Concurrent with a drop in loan production, most of the nation's thrifts absorbed continued hits to earnings as the number of bad loans on their books kept its upward pressure. The OTS said that the nation’s thrift industry posted a $617 million loss during the first quarter of 2008 after setting aside record provisions for loan losses during the quarter; the first quarter loss contrasts to an $8.75 billion loss industry-wide during the fourth quarter of 2007, but is well below the $3.61 billion in earnings thrifts posted one year ago.
"I have been urging managers of OTS-regulated thrift institutions to be aggressive in setting aside provisions for expected loan losses," said OTS Director John Reich. "This forceful response to the housing market crisis continues to depress industry earnings, but it also strengthens institutions to withstand future challenges."

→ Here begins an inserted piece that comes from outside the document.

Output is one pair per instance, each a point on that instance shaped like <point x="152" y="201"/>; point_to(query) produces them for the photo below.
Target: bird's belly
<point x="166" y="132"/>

Thrifts have set aside a total of $16.6 billion in loan loss provisions over the most recent three quarters. First quarter loan loss provisions were an all-time industry high of $7.6 billion, up from $5.5 billion in the previous quarter and $3.5 billion in the third quarter 2007, the OTS said. One year ago, provisions were $1.2 billion.
Asset quality remains problematic
The increase in reserves appears to be needed, with delinquencies for most loan types higher both on a linked-quarter and annual basis: non-performing assets rose 40 basis points within one quarter
to 2.06 percent of industry assets, the OTS said. First quarter's total is nearly three times the NPA levels recorded one year ago, reflecting the level of distress in the nation's mortgage market.
The number of repossessions (most REO) on thrifts' books also skyrocketed during the quarter, up from 0.10 percent one year ago to 0.27 percent of assets and the end of the first quarter.
Distressed assets -- specifically, those likely to end up non-performing -- also rose, signaling more rough times ahead. Severe delinquencies on single-family mortgages mortgages over 90 days in arrears rose by an astounding 182 basis points year-over-year, to 2.85 percent of all residential mortgages; that number was 50 basis points higher than in the fourth quarter, the OTS said.